GUERRA 116ESIMO GIORNO – Si tratta sugli ostaggi. Lapid pronto a entrare al governo se uscirà l’ultradestra

“Dopo la guerra, quando sarà finita, penso sia chiaro che Hamas non controllerà Gaza. Israele la controllerà militarmente, ma non avrà la gestione civile”. È il quadro presentato dal ministro della Difesa Yoav Gallant nel corso di un’audizione alla Knesset. Come esempio di libertà di agire militarmente, il ministro ha portato l’esempio di quanto accaduto nella notte a Jenin, nel nord della Cisgiordania. In un ospedale della città palestinese, un’operazione sotto copertura dell’esercito ha portato all’eliminazione di tre terroristi. Secondo l’intelligence israeliana, i tre stavano pianificando un attacco ispirato al 7 ottobre. La missione, ha affermato Gallant, è la dimostrazione di una massima “libertà operativa, eppure non controlliamo l’area dal punto di vista civile”. Significa, ha aggiunto, che questo sistema “è realizzabile (a Gaza), ma ci vorrà del tempo”.
Nel 116esimo giorno dall’inizio della guerra, altro tema caldo è un possibile nuovo accordo per la liberazione dei 136 ostaggi ancora in mano a Hamas. Un quadro di massima è stato negoziato tra le parti a Parigi con la previsione di un cessate il fuoco in cambio del rilascio dei rapiti. Una prima fase dovrebbe durare sei settimane e per ogni ostaggio rilasciato dovrebbero essere scarcerati da Israele tre prigionieri palestinesi. Il rapporto 1 a 3 dovrebbe aumentare quando si passerà ai soldati di Tsahal detenuti a Gaza, ma non è stato reso noto di quanto.

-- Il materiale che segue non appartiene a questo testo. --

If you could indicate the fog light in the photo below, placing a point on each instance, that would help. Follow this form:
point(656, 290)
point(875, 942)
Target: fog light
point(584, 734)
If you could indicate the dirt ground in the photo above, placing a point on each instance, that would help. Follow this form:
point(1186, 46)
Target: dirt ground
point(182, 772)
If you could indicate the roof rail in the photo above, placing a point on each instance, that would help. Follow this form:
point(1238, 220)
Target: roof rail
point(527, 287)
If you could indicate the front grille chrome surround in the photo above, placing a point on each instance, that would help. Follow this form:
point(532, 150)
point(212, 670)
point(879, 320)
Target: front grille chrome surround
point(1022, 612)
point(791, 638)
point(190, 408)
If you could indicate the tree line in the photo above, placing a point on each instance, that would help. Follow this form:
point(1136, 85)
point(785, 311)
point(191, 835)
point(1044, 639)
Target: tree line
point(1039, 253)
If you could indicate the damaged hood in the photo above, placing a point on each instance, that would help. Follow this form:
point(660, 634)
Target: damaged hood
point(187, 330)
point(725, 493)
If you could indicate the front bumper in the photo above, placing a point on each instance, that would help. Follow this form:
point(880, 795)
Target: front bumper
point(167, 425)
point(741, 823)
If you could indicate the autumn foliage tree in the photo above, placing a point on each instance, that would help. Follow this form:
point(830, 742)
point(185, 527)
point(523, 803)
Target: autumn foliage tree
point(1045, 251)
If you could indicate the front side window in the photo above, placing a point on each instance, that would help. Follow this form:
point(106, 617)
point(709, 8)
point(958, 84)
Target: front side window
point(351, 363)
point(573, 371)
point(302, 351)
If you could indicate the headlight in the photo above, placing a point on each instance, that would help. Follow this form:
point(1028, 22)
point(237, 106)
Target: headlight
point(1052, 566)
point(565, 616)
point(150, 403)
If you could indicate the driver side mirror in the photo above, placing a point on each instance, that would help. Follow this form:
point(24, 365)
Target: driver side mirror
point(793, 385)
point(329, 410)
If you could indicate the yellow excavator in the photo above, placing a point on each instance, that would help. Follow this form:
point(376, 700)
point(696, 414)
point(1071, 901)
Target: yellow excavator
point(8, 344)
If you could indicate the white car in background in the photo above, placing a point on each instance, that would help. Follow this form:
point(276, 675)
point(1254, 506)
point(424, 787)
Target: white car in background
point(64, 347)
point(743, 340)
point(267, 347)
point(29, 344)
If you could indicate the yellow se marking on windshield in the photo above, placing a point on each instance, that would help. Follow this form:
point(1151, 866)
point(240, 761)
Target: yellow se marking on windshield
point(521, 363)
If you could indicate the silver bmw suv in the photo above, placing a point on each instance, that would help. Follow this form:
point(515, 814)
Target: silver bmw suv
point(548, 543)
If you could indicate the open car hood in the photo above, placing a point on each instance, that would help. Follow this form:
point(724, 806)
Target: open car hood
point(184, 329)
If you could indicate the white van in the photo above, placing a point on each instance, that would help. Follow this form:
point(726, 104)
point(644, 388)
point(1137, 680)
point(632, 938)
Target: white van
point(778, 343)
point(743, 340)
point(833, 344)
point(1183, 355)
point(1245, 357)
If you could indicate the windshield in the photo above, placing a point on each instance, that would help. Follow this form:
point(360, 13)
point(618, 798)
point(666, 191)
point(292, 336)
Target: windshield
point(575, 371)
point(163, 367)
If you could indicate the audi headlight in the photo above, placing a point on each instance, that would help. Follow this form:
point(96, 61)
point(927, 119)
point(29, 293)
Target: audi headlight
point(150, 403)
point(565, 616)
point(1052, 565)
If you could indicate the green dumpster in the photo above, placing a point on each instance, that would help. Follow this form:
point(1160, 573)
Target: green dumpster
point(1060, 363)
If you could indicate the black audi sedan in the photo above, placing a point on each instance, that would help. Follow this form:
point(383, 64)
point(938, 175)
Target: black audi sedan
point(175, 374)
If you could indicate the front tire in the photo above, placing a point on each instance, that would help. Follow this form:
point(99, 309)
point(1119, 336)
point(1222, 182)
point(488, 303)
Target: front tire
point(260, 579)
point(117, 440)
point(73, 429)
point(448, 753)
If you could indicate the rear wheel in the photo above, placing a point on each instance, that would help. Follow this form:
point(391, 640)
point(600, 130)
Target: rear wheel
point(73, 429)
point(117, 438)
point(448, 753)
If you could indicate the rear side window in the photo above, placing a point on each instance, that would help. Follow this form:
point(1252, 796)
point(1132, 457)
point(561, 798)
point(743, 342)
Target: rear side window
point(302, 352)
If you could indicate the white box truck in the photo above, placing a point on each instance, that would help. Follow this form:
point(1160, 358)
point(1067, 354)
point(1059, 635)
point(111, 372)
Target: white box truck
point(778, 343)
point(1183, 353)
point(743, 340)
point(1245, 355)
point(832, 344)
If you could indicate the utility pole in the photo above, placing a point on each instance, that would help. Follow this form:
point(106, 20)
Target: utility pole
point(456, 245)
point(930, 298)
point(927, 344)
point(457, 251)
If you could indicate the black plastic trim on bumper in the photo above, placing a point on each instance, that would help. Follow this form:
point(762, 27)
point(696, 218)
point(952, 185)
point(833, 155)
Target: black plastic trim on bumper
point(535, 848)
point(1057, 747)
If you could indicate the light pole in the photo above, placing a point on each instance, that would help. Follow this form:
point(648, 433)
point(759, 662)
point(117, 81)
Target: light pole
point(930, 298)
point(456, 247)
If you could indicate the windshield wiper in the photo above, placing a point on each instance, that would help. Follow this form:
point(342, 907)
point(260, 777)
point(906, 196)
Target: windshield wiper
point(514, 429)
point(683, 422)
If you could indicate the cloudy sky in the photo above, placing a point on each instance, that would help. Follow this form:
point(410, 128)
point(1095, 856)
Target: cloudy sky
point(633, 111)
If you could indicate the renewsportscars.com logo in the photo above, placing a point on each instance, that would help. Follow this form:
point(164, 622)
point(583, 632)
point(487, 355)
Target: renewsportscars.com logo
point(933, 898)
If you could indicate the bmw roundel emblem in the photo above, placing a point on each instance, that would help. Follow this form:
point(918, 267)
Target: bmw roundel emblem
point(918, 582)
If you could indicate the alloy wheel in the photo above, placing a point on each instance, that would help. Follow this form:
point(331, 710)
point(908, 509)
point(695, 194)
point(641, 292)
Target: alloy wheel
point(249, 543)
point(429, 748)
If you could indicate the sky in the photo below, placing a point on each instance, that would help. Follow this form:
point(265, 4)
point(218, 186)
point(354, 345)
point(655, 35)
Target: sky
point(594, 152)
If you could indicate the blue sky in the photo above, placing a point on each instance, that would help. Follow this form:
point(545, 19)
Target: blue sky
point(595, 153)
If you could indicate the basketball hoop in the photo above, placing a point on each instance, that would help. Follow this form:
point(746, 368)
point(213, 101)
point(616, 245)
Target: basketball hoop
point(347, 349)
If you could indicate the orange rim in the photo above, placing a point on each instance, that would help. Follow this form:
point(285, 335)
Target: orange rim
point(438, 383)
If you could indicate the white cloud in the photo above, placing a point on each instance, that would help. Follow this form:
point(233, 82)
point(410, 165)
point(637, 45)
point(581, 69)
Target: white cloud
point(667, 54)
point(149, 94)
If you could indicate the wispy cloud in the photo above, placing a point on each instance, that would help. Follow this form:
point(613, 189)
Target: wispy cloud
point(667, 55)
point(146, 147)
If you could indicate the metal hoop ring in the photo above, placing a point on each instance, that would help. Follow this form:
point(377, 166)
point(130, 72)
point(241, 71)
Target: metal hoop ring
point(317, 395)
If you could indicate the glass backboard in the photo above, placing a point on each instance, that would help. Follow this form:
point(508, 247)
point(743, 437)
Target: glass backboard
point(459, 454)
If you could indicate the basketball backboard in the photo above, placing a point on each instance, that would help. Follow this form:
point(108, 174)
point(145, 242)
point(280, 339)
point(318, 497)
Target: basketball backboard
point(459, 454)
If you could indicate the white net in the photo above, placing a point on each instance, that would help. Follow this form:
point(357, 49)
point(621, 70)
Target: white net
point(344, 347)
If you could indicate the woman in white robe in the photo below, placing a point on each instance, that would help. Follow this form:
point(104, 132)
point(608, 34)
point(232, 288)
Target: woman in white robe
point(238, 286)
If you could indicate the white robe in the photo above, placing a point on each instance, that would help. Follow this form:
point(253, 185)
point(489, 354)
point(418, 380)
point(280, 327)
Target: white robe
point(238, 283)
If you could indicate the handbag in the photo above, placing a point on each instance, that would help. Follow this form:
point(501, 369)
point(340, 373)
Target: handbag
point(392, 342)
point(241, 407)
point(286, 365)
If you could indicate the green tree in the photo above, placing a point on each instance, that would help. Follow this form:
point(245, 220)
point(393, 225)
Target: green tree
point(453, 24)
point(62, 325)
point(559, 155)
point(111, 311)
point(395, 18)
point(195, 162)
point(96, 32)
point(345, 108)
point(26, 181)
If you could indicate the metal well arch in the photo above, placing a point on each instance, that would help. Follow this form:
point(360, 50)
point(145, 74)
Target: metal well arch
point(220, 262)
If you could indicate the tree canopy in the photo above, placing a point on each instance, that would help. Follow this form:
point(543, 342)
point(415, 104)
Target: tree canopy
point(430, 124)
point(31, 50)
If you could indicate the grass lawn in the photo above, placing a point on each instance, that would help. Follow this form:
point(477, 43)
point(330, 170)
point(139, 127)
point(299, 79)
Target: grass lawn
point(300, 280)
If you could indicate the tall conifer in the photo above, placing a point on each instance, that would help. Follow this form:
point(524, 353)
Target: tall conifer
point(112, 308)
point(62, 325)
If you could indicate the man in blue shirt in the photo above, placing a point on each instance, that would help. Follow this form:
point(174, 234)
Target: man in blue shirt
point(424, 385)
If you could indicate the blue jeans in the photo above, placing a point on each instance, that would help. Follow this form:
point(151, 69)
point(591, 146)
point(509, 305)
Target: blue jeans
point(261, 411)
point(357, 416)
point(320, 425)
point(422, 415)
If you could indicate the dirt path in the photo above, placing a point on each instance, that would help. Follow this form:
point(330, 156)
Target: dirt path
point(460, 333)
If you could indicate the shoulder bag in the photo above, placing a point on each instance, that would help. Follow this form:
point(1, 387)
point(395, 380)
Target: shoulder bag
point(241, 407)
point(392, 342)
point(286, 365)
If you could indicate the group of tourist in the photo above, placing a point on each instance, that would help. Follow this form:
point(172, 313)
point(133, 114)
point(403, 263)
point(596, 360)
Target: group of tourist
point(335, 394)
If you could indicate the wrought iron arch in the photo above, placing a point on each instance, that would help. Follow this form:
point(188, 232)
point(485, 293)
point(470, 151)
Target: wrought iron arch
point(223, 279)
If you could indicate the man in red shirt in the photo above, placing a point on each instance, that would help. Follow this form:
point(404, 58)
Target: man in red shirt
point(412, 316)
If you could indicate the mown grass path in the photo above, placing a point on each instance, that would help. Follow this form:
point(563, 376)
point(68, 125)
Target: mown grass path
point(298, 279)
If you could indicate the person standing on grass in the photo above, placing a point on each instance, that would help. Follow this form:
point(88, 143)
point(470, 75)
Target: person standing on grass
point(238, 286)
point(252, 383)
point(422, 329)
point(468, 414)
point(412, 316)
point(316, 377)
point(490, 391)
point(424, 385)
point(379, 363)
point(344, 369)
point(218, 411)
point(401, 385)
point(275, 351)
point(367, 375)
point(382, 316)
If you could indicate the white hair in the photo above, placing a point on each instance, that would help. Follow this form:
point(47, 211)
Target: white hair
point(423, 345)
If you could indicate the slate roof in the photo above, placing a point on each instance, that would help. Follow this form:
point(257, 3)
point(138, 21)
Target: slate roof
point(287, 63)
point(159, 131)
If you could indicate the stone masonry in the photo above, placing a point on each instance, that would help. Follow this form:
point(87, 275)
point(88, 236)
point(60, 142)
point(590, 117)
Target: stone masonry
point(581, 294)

In queste ore Ismail Hanyeh, capo dell’ufficio politico di Hamas, si è recato al Cairo per discutere la proposta. L’ufficio del premier Benjamin Netanyahu ha definito “non accettabili” alcune delle condizioni poste dal gruppo terroristico di Gaza. Tra queste, il completo ritiro dell’esercito, che intanto continua a combattere soprattutto nel sud della Striscia.
Il possibile accordo è oggetto di discussioni all’interno della politica israeliana. Alla Knesset, Gallant ha spiegato di essersi impegnato “affinché le soldatesse repite siano trattate come tutte le altre donne in ostaggio” e il loro rilascio “sia considerato prioritario”. Il ministro della Sicurezza Pubblica Itamar Ben Gvir si è invece messo di traverso, sostenendo che un accordo “sconsiderato” coinciderebbe con la caduta del governo del premier Benjamin Netanyahu. A replicare a Ben Gvir è stato il leader dell’opposizione Yair Lapid, annunciando “una rete di salvataggio per l’esecutivo”. Lapid, riporta l’emittente Kan, sarebbe disposto a entrare temporaneamente nel governo per garantire la finalizzazione dell’intesa per il rilascio degli ostaggi. Una questione delicata, su cui stanno mediando Stati Uniti, Qatar ed Egitto. Per portare a un risultato, il segretario di stato Usa Antony Blinken sembra intenzionato a visitare Israele per la sesta volta dallo scorso 7 ottobre.